The areas now covered are Burbank, Orange County, San Diego, Tampa, Honolulu, Duluth, Reno, Eugene, Portland, Pittsburgh, Austin, and Seattle. Looks like they also have complete rail, airline and ferry coverage in Japan.

Caution: It's imperfect. I used it to plan a bus trip to the city courthouse tomorrow (jury duty), but the result was not as good as what I came up with myself. Among other things it called for a transfer where none was required, it left only a six minute margin of error for that transfer where my judgment is that ten minutes are required, and it estimated walking time for a certain distance as nine minutes where it takes me 16 minutes.
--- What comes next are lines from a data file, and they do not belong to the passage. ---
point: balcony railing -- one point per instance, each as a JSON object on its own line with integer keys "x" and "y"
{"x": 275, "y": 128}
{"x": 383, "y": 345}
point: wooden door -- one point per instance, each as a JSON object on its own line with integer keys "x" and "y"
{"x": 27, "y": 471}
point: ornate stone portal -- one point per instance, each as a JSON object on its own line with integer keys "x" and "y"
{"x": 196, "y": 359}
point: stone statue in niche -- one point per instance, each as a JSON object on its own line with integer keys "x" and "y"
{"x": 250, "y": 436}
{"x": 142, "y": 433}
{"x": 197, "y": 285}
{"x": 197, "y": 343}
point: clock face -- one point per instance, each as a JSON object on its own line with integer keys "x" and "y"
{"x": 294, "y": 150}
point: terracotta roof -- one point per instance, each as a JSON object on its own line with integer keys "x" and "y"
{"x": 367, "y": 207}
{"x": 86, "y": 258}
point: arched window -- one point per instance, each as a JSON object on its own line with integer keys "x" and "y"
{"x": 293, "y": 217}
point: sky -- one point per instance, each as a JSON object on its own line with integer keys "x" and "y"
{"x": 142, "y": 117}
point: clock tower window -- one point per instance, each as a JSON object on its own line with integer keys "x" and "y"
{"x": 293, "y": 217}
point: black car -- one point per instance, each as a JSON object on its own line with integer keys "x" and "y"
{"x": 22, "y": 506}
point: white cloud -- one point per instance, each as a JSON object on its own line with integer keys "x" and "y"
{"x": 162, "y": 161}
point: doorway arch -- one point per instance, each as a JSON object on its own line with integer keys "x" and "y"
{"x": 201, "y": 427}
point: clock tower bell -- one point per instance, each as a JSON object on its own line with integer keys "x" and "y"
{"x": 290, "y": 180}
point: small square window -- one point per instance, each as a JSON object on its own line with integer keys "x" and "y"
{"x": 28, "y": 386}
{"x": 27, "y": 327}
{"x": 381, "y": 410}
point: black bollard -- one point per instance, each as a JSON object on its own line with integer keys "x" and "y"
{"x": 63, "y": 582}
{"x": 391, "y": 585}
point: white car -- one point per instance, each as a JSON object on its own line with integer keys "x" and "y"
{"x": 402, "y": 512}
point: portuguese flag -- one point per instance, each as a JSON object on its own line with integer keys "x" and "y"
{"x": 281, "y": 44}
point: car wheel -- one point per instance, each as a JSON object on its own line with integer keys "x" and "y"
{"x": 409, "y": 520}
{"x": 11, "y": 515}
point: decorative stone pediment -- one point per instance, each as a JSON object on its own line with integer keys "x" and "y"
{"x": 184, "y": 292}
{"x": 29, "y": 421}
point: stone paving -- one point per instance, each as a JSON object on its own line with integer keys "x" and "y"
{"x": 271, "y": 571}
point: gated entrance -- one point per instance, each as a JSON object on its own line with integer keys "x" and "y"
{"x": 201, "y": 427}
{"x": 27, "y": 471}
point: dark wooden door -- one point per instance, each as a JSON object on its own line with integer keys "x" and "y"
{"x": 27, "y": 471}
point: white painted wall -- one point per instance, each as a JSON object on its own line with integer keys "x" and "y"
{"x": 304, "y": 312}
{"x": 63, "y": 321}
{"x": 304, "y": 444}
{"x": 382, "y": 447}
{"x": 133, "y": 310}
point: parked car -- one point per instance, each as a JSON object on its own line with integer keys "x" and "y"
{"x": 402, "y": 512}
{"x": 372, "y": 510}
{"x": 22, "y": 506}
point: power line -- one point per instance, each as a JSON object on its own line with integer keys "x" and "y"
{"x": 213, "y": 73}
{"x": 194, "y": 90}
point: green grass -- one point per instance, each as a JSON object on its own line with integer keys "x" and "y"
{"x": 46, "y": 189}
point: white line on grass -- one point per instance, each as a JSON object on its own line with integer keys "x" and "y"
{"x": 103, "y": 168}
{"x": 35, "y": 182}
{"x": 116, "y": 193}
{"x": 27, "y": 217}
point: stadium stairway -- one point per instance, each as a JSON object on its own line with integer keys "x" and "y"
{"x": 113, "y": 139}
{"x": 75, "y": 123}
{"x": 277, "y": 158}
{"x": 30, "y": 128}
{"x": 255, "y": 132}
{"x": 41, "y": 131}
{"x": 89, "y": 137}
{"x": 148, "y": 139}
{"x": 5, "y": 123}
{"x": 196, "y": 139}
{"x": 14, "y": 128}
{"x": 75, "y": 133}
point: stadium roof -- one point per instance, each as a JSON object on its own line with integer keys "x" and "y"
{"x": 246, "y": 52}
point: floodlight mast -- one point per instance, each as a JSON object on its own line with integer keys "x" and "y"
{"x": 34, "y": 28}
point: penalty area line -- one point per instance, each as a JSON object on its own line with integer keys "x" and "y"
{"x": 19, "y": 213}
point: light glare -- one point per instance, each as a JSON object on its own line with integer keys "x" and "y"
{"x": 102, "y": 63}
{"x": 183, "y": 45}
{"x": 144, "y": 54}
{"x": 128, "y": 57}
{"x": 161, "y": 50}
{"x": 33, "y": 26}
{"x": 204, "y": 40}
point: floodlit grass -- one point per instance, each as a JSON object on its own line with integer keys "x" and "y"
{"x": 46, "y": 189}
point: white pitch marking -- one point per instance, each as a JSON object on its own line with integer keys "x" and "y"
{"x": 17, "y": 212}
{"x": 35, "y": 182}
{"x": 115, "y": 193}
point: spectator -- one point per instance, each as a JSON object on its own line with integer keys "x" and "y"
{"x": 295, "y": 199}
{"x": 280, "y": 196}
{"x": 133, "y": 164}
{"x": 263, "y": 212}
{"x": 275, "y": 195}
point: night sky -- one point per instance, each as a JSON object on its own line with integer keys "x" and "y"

Edit: I forgot to give the link.
http://www.google.com/transit


Roody
07-08-07, 11:52 PM
What makes Google any better than the maps, schedules and web sites that are provided by the various transit companies?

Platy
07-09-07, 12:15 AM
What makes Google any better than the maps, schedules and web sites that are provided by the various transit companies?
The websites for local transit systems tend to be amateurish mish-moshes of Flash, PDF, and whatever else people grab, sometimes working only with Microsoft Explorer and showing up blank or scrambled with other browsers. Usability problems include problems like the local trip planner referring to "Route 700" when in fact every other document and sign in the system calls it the "Red Line" of the light rail.

Route maps are often individual PDFs with a skeleton street sketch that you can't place in context unless you already know those parts of town. Printed route information is fragmented, inconvenient to obtain, and goes out of date every six months.

Google has the opportunity to define a standard format for transit information and make it easy to access. The ideal would be for a travelling visitor to be able to use local transit systems without a lot of trouble. Whether they will succeed is of course not clear at present. For example I think they lack the ability to display a zoomable transit map for a local area. But it's a start.